Les pompiers grecs tentaient samedi pour la troisième journée consécutive de maîtriser l'incendie qui a ravagé le parc naturel du Mont Parnès, aux portes d'Athènes, et restaient mobilisés sur une dizaine de fronts à travers le pays, chauffé à blanc par une longue canicule.
Sur le Mont Parnès, un massif boisé à une trentaine de kilomètres au nord-ouest d'Athènes, "la situation est stabilisée mais il y a encore des fronts ouverts, il faut espérer que le vent, qui pour le moment souffle assez fort, va se calmer", a déclaré un porte-parole des pompiers.

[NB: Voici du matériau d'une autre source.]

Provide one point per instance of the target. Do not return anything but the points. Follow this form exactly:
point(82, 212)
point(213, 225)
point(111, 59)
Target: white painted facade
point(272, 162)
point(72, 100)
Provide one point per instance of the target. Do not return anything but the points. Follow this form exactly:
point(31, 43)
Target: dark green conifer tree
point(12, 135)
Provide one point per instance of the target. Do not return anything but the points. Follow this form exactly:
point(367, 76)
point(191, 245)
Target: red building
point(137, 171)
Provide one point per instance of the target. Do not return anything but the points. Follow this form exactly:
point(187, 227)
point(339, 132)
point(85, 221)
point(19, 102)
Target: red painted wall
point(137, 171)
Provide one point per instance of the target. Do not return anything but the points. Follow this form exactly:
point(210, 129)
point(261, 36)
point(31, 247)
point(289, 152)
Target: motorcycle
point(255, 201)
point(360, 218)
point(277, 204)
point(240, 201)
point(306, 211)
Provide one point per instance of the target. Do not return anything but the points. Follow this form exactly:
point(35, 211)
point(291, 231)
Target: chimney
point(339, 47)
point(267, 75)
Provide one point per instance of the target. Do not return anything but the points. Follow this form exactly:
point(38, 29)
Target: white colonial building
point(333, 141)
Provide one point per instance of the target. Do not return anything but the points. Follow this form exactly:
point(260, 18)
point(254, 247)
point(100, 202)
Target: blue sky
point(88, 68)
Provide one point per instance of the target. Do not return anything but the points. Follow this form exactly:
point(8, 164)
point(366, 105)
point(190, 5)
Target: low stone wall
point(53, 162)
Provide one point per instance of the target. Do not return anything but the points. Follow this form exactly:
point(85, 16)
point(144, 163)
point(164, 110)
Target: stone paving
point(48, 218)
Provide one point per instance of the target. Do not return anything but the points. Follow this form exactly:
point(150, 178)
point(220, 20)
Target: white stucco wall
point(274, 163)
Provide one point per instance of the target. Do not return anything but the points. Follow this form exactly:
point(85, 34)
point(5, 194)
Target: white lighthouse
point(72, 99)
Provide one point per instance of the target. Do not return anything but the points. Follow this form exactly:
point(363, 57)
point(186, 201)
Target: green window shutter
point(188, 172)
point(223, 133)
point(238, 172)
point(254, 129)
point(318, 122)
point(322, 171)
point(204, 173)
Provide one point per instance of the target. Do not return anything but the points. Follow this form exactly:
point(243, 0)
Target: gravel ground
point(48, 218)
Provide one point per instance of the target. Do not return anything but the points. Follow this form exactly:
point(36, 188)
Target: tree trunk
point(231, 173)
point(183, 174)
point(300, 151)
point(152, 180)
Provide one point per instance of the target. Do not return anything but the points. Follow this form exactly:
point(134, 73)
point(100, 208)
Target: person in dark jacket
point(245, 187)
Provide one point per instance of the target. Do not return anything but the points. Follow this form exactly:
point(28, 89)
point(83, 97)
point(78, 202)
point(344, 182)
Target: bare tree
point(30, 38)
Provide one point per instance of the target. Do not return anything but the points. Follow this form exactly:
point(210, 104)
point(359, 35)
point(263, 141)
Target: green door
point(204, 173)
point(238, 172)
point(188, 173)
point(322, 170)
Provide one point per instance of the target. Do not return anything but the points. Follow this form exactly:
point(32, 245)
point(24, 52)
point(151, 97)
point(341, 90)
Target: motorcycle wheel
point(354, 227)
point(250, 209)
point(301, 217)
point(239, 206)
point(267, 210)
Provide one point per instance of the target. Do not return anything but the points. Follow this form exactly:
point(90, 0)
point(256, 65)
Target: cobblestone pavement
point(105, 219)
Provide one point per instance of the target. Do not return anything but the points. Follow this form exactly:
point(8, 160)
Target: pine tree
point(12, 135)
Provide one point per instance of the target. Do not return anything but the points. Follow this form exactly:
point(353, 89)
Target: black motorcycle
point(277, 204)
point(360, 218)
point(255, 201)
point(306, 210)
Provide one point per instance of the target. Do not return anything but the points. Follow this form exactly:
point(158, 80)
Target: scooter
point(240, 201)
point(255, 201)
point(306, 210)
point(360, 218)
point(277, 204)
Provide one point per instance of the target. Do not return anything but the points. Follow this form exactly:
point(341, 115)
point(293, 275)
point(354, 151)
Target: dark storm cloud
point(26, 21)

Le ministre de l'Ordre public, Vyron Polydoras, a lui fait part d'une amélioration de la situation à l'issue d'une réunion dans la matinée avec le Premier ministre Costas Caramanlis.
"Nous espérons pouvoir placer le feu sous contrôle partiel", a-t-il affirmé, sous un ciel redevenu bleu, après avoir été la veille obscurci par un nuage de fumée accompagné d'une prégnante odeur de brûlé.

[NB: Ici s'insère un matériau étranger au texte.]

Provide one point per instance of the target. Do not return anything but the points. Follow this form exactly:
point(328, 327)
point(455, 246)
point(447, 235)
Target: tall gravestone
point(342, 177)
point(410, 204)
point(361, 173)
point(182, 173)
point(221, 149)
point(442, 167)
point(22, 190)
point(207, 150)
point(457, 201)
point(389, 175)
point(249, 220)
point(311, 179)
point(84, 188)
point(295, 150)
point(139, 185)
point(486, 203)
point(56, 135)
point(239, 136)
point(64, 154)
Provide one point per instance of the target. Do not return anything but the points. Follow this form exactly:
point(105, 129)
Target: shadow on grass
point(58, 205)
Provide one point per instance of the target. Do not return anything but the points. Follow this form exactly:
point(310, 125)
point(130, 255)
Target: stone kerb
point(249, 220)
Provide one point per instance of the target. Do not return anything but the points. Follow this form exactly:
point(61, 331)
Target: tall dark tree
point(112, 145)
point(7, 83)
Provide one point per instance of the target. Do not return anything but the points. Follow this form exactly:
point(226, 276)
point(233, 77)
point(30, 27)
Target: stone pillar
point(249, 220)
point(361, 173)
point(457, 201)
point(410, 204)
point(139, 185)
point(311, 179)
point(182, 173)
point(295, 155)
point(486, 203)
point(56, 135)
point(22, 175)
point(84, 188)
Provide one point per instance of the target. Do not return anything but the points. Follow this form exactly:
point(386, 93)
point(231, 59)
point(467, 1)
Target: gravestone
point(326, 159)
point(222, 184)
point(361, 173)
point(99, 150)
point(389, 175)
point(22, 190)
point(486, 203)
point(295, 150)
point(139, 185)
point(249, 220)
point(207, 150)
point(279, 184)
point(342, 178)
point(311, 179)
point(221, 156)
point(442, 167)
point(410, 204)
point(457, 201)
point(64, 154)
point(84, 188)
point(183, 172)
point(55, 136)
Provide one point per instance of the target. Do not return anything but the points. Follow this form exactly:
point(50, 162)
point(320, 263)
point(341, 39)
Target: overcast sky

Cinq avions, deux hélicoptères, 210 pompiers et 300 soldats étaient mobilisés sur ce sinistre.
Selon un premier bilan de la télévision publique Net, quelque 2.500 hectares de forêts de pins sont partis en fumée depuis jeudi dans la zone, un des derniers poumons verts d'une capitale bétonnée et polluée.
Le parc, de 3.816 hectares, a été en grande partie détruit avait affirmé vendredi le chef des gardiens du site, George Amorgianiotis sur une autre télévision, tandis que la section grecque de WWF s'émeuvait d'un désastre écologique.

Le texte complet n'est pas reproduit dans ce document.